What is the projected increase in gross rental income after Mike raises rents by 5%?

Prepare for the Texas SAE Property Management Exam. Utilize comprehensive study guides, quizzes, and flashcards to ensure success on your test day. Access detailed explanations and strategic insights to ace the exam confidently!

To determine the projected increase in gross rental income after Mike raises rents by 5%, it's essential to understand how rental increases impact overall income. A 5% increase means that for every dollar of rental income, Mike will receive an additional five cents.

When rents are raised, assuming the occupancy rate stays the same, the overall rental income should reflect that increase proportionally. Therefore, if Mike's total gross rental income before the increase was calculated, multiplying that amount by 5% will yield the additional income generated from the increase.

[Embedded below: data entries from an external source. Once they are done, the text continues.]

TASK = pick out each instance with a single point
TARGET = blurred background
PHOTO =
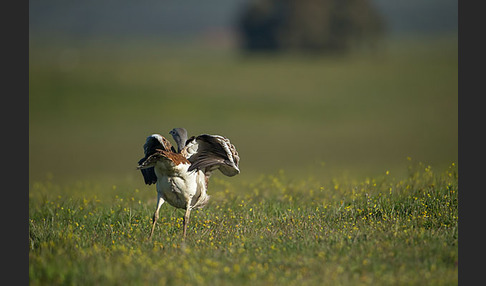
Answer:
(315, 87)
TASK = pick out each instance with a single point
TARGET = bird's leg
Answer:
(186, 219)
(160, 201)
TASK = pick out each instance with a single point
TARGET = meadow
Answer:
(273, 231)
(349, 165)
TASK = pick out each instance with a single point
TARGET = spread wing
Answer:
(210, 152)
(153, 144)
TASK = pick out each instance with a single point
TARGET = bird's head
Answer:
(180, 137)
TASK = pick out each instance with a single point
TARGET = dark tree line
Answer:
(311, 25)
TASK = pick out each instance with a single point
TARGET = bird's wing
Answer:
(169, 158)
(153, 143)
(210, 152)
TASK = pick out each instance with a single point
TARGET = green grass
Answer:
(347, 207)
(274, 230)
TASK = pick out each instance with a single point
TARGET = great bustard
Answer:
(182, 175)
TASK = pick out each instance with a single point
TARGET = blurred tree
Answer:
(315, 25)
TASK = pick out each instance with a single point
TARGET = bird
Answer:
(182, 175)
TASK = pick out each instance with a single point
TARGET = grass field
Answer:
(349, 172)
(273, 231)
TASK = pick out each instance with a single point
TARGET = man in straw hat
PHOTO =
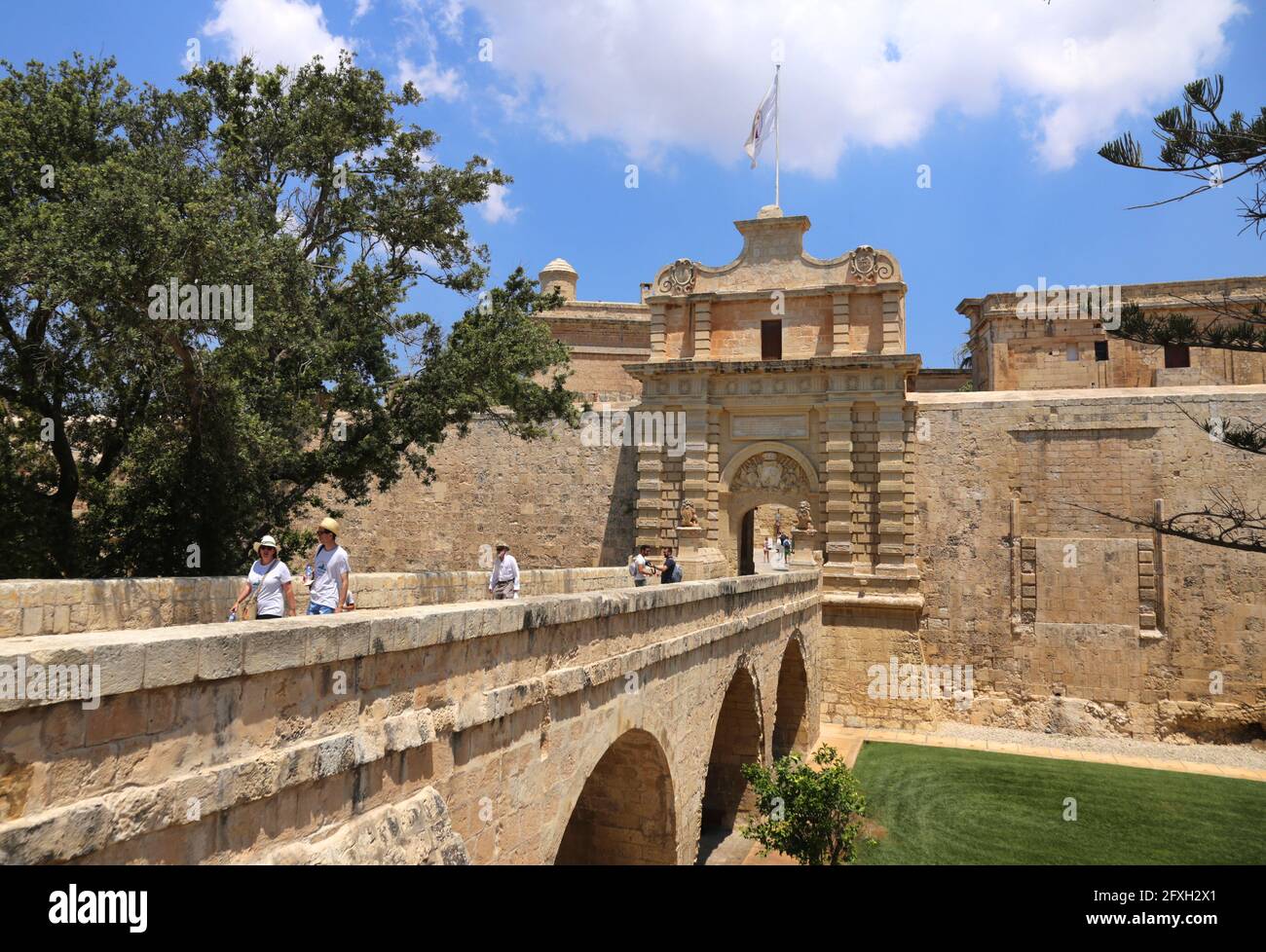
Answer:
(504, 581)
(269, 581)
(327, 591)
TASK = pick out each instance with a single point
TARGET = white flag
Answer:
(763, 122)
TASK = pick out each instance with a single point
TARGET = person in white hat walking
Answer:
(504, 580)
(269, 581)
(330, 571)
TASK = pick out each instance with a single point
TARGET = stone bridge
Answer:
(582, 728)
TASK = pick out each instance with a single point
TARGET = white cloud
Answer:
(662, 74)
(430, 80)
(277, 30)
(497, 206)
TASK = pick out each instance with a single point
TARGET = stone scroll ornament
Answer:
(770, 472)
(869, 266)
(679, 278)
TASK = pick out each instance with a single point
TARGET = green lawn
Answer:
(944, 805)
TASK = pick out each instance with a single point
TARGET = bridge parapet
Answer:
(278, 741)
(32, 606)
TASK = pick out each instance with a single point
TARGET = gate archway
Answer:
(625, 813)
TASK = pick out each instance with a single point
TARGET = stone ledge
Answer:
(1061, 398)
(67, 832)
(159, 657)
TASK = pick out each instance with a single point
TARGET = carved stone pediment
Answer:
(770, 472)
(868, 266)
(678, 277)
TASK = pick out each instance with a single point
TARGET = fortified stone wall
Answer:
(1012, 349)
(557, 502)
(66, 606)
(1072, 620)
(421, 734)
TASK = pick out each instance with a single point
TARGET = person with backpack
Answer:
(671, 571)
(504, 580)
(269, 584)
(328, 572)
(640, 568)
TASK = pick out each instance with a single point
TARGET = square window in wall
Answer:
(771, 340)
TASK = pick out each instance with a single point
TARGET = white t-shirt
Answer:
(328, 569)
(269, 582)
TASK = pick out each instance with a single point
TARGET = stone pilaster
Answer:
(703, 329)
(713, 523)
(890, 544)
(839, 481)
(894, 340)
(658, 323)
(839, 324)
(694, 464)
(650, 466)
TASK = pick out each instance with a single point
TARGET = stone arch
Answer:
(625, 813)
(747, 452)
(792, 725)
(738, 737)
(738, 496)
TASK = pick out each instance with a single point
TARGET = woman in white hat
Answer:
(270, 581)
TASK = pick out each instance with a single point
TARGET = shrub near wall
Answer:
(63, 606)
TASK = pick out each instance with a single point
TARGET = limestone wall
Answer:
(477, 727)
(1072, 620)
(557, 502)
(59, 606)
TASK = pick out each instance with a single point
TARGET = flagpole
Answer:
(777, 130)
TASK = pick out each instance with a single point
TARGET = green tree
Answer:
(1198, 143)
(810, 813)
(134, 442)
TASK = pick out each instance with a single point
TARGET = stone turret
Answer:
(562, 276)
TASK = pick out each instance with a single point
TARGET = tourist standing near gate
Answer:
(328, 572)
(671, 571)
(641, 568)
(504, 580)
(269, 582)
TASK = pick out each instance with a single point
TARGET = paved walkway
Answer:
(848, 741)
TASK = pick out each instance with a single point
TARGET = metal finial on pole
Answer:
(777, 130)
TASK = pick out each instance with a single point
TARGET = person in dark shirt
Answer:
(670, 572)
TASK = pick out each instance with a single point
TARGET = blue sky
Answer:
(1005, 102)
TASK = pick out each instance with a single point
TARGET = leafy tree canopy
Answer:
(813, 813)
(1199, 143)
(305, 201)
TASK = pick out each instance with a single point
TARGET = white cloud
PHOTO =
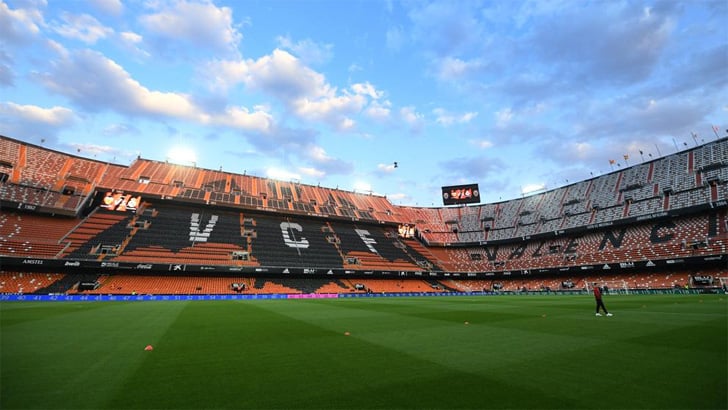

Choosing the option reflecting an increase of $105,300 suggests that this figure is the result of applying the 5% increase to the existing gross rental income. If the gross rental income prior to the increase was high enough, the resulting projection aligns with a significant positive adjustment due to the rent hike.

Thus, the projection of an increase in gross rental income accurately captures the impact of the rent increase on Mike's total income from properties. Understanding this principle is vital in property management, as it ties directly into budgeting, income forecasting, and overall profitability in real estate management.